Plutarch. Plutarch's Lives, Vol. I. Perrin, Bernadotte, translator. Cambridge, MA: Harvard University Press; London: William Heinemann Ltd., 1914.

When this had been done, and the city was in an uproar, Megacles[*](Grandson of the Megacles who brought the taint of pollution upon the family (Plut. Sol. 12.1-3). He had been allowed to return from banishment.) straightway fled, with the rest of the Alcmaeonidae. But Solon, although he was now a very old man, and had none to support him, went nevertheless into the market-place and reasoned with the citizens, partly blaming their folly and weakness, and partly encouraging them still and exhorting them not to abandon their liberty.

Then it was, too, that he uttered the famous saying, that earlier it had been easier for them to hinder the tyranny, while it was in preparation; but now it was a greater and more glorious task to uproot and destroy it when it had been already planted and was grown.

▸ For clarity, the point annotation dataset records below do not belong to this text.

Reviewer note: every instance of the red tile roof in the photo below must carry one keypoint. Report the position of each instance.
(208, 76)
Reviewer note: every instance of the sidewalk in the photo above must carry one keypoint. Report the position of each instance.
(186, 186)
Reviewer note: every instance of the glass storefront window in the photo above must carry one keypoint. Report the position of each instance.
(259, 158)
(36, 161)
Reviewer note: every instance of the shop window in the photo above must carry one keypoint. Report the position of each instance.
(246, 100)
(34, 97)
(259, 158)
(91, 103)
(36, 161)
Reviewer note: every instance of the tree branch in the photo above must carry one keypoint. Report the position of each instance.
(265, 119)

No one had the courage to side with him, however, and so he retired to his own house, took his arms, and placed them in the street in front of his door, saying: I have done all I can to help my country and its laws. [*](It was for others to do the same. Cf. Aristot. Const. Ath. 14.2.)

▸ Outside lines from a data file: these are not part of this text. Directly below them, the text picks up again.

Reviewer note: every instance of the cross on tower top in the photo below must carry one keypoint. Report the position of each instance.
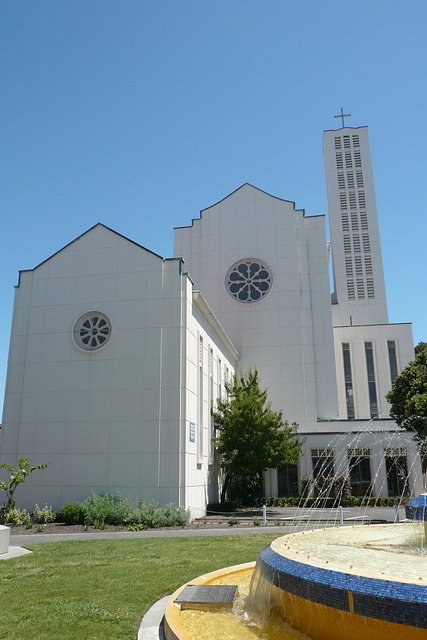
(343, 115)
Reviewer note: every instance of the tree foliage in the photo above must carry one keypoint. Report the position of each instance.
(17, 476)
(250, 437)
(408, 397)
(421, 346)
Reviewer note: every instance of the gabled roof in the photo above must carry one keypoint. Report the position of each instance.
(246, 184)
(99, 224)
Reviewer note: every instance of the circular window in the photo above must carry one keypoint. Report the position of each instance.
(248, 280)
(92, 331)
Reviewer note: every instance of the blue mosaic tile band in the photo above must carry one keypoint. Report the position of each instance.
(374, 598)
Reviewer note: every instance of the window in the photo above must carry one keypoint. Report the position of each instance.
(200, 416)
(348, 380)
(248, 280)
(350, 290)
(359, 470)
(370, 287)
(348, 267)
(92, 331)
(358, 265)
(396, 462)
(363, 220)
(360, 288)
(366, 243)
(287, 480)
(372, 387)
(356, 243)
(322, 461)
(392, 357)
(368, 265)
(347, 245)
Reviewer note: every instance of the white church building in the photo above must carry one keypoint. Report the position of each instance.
(117, 354)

From that time on he lived in quiet retirement, and when his friends urged him to fly, he paid no heed to them, but kept on writing poems, in which he heaped reproaches on the Athenians:—

  1. If now ye suffer grievously through cowardice all your own,
  2. Cherish no wrath against the gods for this,
  3. For ye yourselves increased the usurper’s power by giving him a guard,
  4. And therefore are ye now in base subjection.